Schaller Consulting Archive
Press Coverage of Schaller Consulting
New York Times, Jan. 12, 2007, page 1
By examining a wealth of data collected by government agencies, a detailed and often surprising portrait of traffic in New York City emerges.
"There's a lot of myths, and when you look at the data, the myths go pop, pop, pop, one by one," said Bruce Schaller, a transportation consultant who has studied regional traffic patterns.
New York Times, April 28, 2006
In a city where almost everyone has a story about zigzagging through traffic in a hair-raising, white-knuckled cab ride, a new traffic safety study may come as a surprise: It finds that taxis are pretty safe.
New York Times, February 23, 2006
Mr. Schaller's analysis, entitled "Necessity or Choice: Why People Drive to Manhattan," raises questions about how passenger cars affect the city's economy. It found that most people who drive into Manhattan below 60th Street do so because of the comfort and convenience of their cars, ignoring easily available public transportation.

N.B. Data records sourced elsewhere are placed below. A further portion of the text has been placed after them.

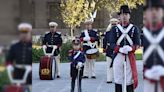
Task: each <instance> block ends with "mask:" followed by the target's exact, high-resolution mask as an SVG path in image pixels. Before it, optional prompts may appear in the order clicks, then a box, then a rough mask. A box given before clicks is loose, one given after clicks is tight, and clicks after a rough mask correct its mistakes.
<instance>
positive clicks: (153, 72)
mask: <svg viewBox="0 0 164 92" xmlns="http://www.w3.org/2000/svg"><path fill="white" fill-rule="evenodd" d="M161 76H164V67H162V66H160V65H158V66H153V67H152V68H151V69H150V70H146V72H145V77H147V78H148V79H153V80H160V77H161Z"/></svg>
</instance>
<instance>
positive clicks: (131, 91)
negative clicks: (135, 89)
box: [127, 84, 134, 92]
mask: <svg viewBox="0 0 164 92" xmlns="http://www.w3.org/2000/svg"><path fill="white" fill-rule="evenodd" d="M127 92H134V88H133V84H132V85H128V86H127Z"/></svg>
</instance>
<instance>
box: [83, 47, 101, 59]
mask: <svg viewBox="0 0 164 92" xmlns="http://www.w3.org/2000/svg"><path fill="white" fill-rule="evenodd" d="M86 56H87V58H88V59H96V58H97V57H98V56H99V52H98V49H96V48H94V49H89V50H87V51H86Z"/></svg>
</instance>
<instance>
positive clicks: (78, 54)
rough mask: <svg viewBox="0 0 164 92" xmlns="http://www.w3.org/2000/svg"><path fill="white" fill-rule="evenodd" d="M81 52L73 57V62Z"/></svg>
mask: <svg viewBox="0 0 164 92" xmlns="http://www.w3.org/2000/svg"><path fill="white" fill-rule="evenodd" d="M80 53H81V51H78V52H77V54H76V55H75V56H74V57H73V59H74V60H75V59H76V58H77V57H78V56H79V55H80Z"/></svg>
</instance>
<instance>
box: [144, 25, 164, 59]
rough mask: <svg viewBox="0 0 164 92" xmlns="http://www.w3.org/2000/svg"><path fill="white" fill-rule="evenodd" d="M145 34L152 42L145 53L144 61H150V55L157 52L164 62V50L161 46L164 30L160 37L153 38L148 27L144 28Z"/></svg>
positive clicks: (161, 30) (158, 54) (144, 54)
mask: <svg viewBox="0 0 164 92" xmlns="http://www.w3.org/2000/svg"><path fill="white" fill-rule="evenodd" d="M143 33H144V36H145V37H146V38H147V40H148V41H149V42H150V46H149V47H148V48H147V50H146V51H145V53H144V55H143V59H144V61H146V60H147V59H148V57H149V56H150V54H151V53H152V52H153V51H154V50H156V51H157V53H158V55H159V56H160V58H161V59H162V60H163V62H164V50H163V49H162V47H161V46H160V44H159V43H160V42H161V41H162V39H163V38H164V28H163V29H162V30H161V32H160V33H159V35H157V36H156V37H153V35H152V34H151V33H150V32H149V31H148V29H147V28H146V27H144V28H143Z"/></svg>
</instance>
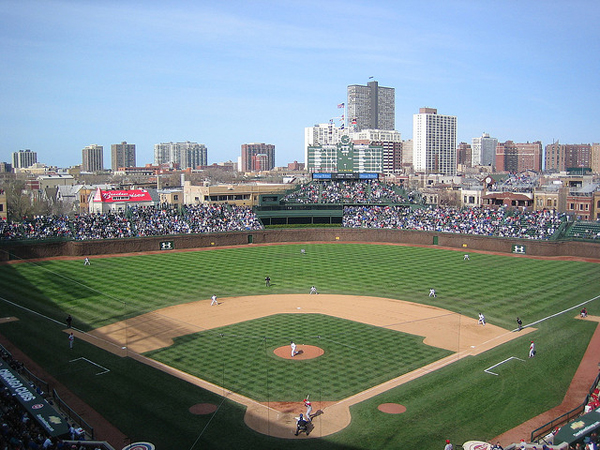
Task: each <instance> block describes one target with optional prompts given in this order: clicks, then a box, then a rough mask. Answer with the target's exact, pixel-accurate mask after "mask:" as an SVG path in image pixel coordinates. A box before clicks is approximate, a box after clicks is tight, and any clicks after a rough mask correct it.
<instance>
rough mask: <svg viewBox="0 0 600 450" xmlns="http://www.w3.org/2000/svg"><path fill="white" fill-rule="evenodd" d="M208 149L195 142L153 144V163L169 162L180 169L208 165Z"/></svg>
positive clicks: (173, 142) (156, 164)
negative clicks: (178, 167) (153, 144)
mask: <svg viewBox="0 0 600 450" xmlns="http://www.w3.org/2000/svg"><path fill="white" fill-rule="evenodd" d="M207 161H208V150H207V149H206V146H205V145H204V144H198V143H197V142H190V141H185V142H165V143H161V144H154V164H155V165H157V166H159V165H161V164H169V165H172V166H176V167H179V168H180V169H190V168H191V169H195V168H196V167H198V166H206V165H208V162H207Z"/></svg>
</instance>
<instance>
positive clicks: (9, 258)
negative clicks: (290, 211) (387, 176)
mask: <svg viewBox="0 0 600 450" xmlns="http://www.w3.org/2000/svg"><path fill="white" fill-rule="evenodd" d="M286 242H373V243H392V244H407V245H427V246H439V247H451V248H456V249H462V250H464V251H470V250H479V251H490V252H501V253H513V254H524V255H528V256H543V257H552V256H572V257H579V258H592V259H600V242H599V243H594V242H582V241H573V240H558V241H536V240H529V239H510V238H497V237H489V236H472V235H464V234H453V233H433V232H424V231H409V230H374V229H361V228H297V229H294V228H289V229H269V230H260V231H247V232H229V233H206V234H194V235H177V236H152V237H145V238H130V239H106V240H90V241H66V240H65V241H2V242H0V261H8V260H19V259H36V258H54V257H61V256H62V257H84V256H95V255H109V254H119V253H138V252H151V251H156V252H159V251H162V252H169V251H174V250H185V249H194V248H206V247H222V246H231V245H255V244H278V243H286Z"/></svg>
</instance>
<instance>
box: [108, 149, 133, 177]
mask: <svg viewBox="0 0 600 450" xmlns="http://www.w3.org/2000/svg"><path fill="white" fill-rule="evenodd" d="M110 162H111V168H112V171H113V172H116V171H117V170H119V167H135V144H128V143H127V142H121V143H120V144H112V145H111V146H110Z"/></svg>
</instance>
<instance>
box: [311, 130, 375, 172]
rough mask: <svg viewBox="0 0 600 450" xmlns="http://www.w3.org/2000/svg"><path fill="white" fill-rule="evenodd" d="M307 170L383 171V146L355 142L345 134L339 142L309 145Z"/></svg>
mask: <svg viewBox="0 0 600 450" xmlns="http://www.w3.org/2000/svg"><path fill="white" fill-rule="evenodd" d="M306 160H307V170H308V171H309V172H326V173H365V172H367V173H382V172H383V146H381V145H372V144H355V143H354V142H353V141H352V140H351V139H350V136H348V135H344V136H342V137H341V138H340V142H338V143H337V144H325V145H323V144H320V145H309V146H308V148H307V159H306Z"/></svg>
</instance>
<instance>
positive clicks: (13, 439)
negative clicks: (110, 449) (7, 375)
mask: <svg viewBox="0 0 600 450" xmlns="http://www.w3.org/2000/svg"><path fill="white" fill-rule="evenodd" d="M0 357H1V358H2V360H3V361H4V362H6V364H8V365H9V366H10V368H11V369H13V370H14V371H15V372H17V373H21V372H22V371H23V364H22V363H21V362H20V361H19V360H17V359H15V358H13V356H12V355H11V354H10V353H9V352H7V351H6V349H4V347H2V346H0ZM32 387H35V386H33V385H32ZM36 391H37V392H38V394H40V395H43V392H41V390H40V389H39V388H36ZM69 437H70V438H71V440H69V441H67V440H63V439H60V438H57V437H51V436H49V435H48V434H47V433H46V432H45V431H44V429H43V428H42V427H41V426H40V425H39V424H38V423H37V422H36V421H35V420H33V419H32V418H31V416H30V415H29V413H27V411H26V410H25V408H23V406H22V405H21V403H19V401H18V400H17V399H16V397H15V396H13V395H12V393H11V391H10V390H9V389H8V388H7V387H6V386H2V388H0V449H1V450H67V449H68V450H92V449H99V448H100V447H98V446H97V445H95V444H92V443H88V442H83V441H79V439H82V438H83V437H84V436H82V435H80V434H79V433H78V432H77V431H76V429H75V428H74V427H73V426H71V436H69ZM73 441H78V442H77V443H74V442H73Z"/></svg>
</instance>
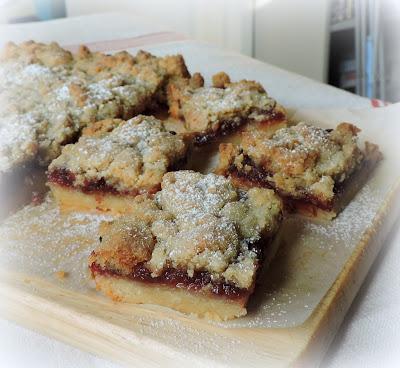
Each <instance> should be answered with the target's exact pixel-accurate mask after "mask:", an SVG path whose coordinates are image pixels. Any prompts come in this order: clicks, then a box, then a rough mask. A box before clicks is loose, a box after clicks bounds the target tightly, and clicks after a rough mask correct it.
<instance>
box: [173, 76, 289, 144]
mask: <svg viewBox="0 0 400 368" xmlns="http://www.w3.org/2000/svg"><path fill="white" fill-rule="evenodd" d="M167 96H168V104H169V112H170V114H171V116H172V117H174V118H177V119H183V121H184V124H185V127H186V129H187V130H188V131H189V132H193V133H194V135H195V143H197V144H198V145H201V144H205V143H208V142H210V141H213V140H215V139H216V138H218V137H220V136H223V135H227V134H229V133H232V132H234V131H237V130H238V129H239V128H241V127H243V126H246V127H248V126H249V125H250V126H253V128H254V129H256V130H259V129H264V128H268V127H269V125H272V124H275V125H276V124H279V125H280V127H282V126H285V125H286V113H285V111H284V109H283V108H282V107H281V106H279V105H277V103H276V101H275V100H274V99H272V98H271V97H269V96H268V94H267V93H266V91H265V90H264V88H263V87H262V86H261V85H260V84H259V83H257V82H255V81H248V80H242V81H239V82H231V81H230V78H229V76H228V75H227V74H226V73H223V72H221V73H218V74H216V75H214V76H213V86H212V87H204V80H203V77H202V76H201V75H200V74H198V73H195V74H194V75H193V76H192V77H191V78H175V79H174V80H172V81H171V83H170V84H169V86H168V95H167Z"/></svg>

New York Times, March 22, 2005
New York State should spend at least $9 billion over the next five years to prevent the deterioration of highways and bridges and reduce traffic congestion in the five boroughs and the surrounding suburbs, according to a New York University study to be released today.

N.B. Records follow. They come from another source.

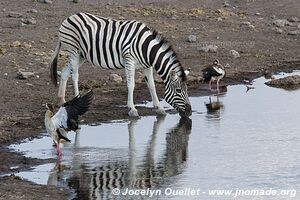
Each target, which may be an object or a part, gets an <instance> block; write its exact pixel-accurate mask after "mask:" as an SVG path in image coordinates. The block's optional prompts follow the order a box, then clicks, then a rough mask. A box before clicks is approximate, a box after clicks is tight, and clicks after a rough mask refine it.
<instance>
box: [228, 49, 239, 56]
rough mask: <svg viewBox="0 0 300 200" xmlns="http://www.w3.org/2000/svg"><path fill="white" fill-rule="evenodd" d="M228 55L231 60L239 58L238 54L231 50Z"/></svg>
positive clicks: (237, 53)
mask: <svg viewBox="0 0 300 200" xmlns="http://www.w3.org/2000/svg"><path fill="white" fill-rule="evenodd" d="M230 55H231V56H232V57H233V58H239V57H241V56H240V54H239V52H237V51H236V50H234V49H232V50H230Z"/></svg>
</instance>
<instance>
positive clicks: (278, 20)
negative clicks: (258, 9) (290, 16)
mask: <svg viewBox="0 0 300 200" xmlns="http://www.w3.org/2000/svg"><path fill="white" fill-rule="evenodd" d="M273 24H275V25H276V26H277V27H284V26H286V25H287V26H290V25H291V23H290V22H289V21H288V20H286V19H276V20H274V21H273Z"/></svg>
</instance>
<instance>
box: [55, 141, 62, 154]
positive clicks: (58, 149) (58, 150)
mask: <svg viewBox="0 0 300 200" xmlns="http://www.w3.org/2000/svg"><path fill="white" fill-rule="evenodd" d="M56 152H57V156H58V157H61V148H60V145H59V142H58V143H57V145H56Z"/></svg>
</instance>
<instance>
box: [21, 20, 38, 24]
mask: <svg viewBox="0 0 300 200" xmlns="http://www.w3.org/2000/svg"><path fill="white" fill-rule="evenodd" d="M21 21H22V23H23V24H27V25H30V24H31V25H35V24H36V20H35V19H33V18H32V19H22V20H21Z"/></svg>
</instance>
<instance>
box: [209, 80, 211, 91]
mask: <svg viewBox="0 0 300 200" xmlns="http://www.w3.org/2000/svg"><path fill="white" fill-rule="evenodd" d="M208 89H209V90H210V91H211V80H210V81H209V82H208Z"/></svg>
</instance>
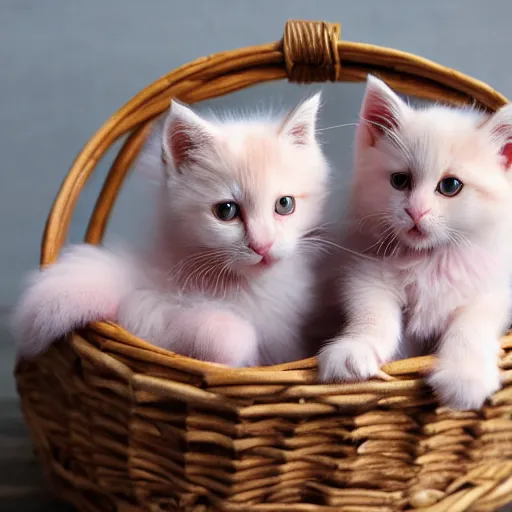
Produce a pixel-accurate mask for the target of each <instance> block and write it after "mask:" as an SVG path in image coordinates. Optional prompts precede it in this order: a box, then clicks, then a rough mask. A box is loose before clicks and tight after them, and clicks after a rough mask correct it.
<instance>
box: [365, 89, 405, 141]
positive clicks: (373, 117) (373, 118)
mask: <svg viewBox="0 0 512 512" xmlns="http://www.w3.org/2000/svg"><path fill="white" fill-rule="evenodd" d="M363 119H364V120H365V121H366V122H368V123H369V124H370V125H371V127H372V128H373V130H374V131H377V132H378V133H379V134H380V135H382V134H384V133H385V132H387V131H389V130H395V129H397V128H398V119H397V116H396V112H395V111H394V110H393V107H392V106H391V105H390V104H389V103H388V102H387V101H385V100H384V99H382V98H381V97H380V96H377V95H371V96H370V97H369V98H368V99H367V107H366V109H365V111H364V112H363Z"/></svg>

Moscow Times, August 11, 2004
New Yorkers, for example, remember the numerous gypsy cabs that roamed the city's streets in the 1960s, '70s and even '80s. But in the late 1980s, the authorities decided to get tough with the gypsy cabdrivers.
The one crucial ingredient for success, though, is that "you have to have a pretty incorruptible police," Schaller said by telephone from New York.
"It can change, but it will take a long, long time," he said.
New York Times, Dec. 7, 2003, p. 1.
These days, owner-drivers like Mr. Goldstein account for less than a third of New York City cabs, and when those who lease their cabs for a second shift are factored in, the chances of getting an owner-driver when hailing a cab are less than one in six, according to Bruce Schaller, a consultant for the taxi industry. In contrast, during the 1970's, almost every driver on the road owned his cab.
Studies show that owner-drivers provide better service, have fewer accidents and know the city better, Mr. Schaller said. "It's like renting versus owning your own house," he said. "Who keeps up the place better?"
New York Times, Nov. 23, 2003, p. B1.
Cab use goes down in New York City almost in direct correlation to declines in employment at restaurants and bars, declines the city has experienced recently, said Bruce Schaller, a former Taxi and Limousine Commission policy director who runs a cab research and consulting firm.
New York Times, Nov. 18, 2002
A new study of New York City subway and bus fares recommends lowering the $1.50 base fare and introducing several new MetroCard fare options as part of an effort to increase ridership and make discounts more accessible to low-income riders.
The New Yorker, March 18, 2002
"There are times of the day and parts of midtown where it is virtually impossible to find a cab," Bruce Schaller, the transportation consultant who designed the study, told me last week.
Washington Post, March 26, 2002
New York cabbies have to pass physical exams, drug tests and exams for English proficiency and driver awareness -- requirements that took two decades to evolve, said Bruce Schaller, a consultant and former policy director of the Taxi and Limousine Commission.
New York Times, June 20, 2002
But more significantly, [the study] shows that the city seems to be in the midst of a return to the kind of relationship it had with mass transit several decades ago, before the Robert Moses era and the rise of the automobile. "What has happened here is that the transit system has essentially been reincorporated back into people's life outside of work," Mr. Schaller said.
New York Times, June 10, 2002
Known as bus rapid transit, the concept, long in use in Europe, Asia and South America, is something like crossing a subway line with a bus line. Instead of buses loading as they always have, with lines of people trooping slowly up the steps and paying near the driver, bus rapid transit allows people to pay before they board, at street stations that work much the way subway stations do.
New York Times, August 8, 2001
In the 1990's, for the first time since before World War II, the growth in public transit ridership outstripped the growth in auto use in the five boroughs, according to the study. In effect, the reversal suggests that the Robert Moses era, in which highway expansion and automobiles were favored at the expense of public transit, has come to an end.
New York Times, March 17, 2000
The analysis confirms what anyone who relies on cabs almost anywhere in Manhattan already knows: the city's surging economy is increasing the demand for a taxi supply that has not increased in several years. And the imbalance is beginning to show.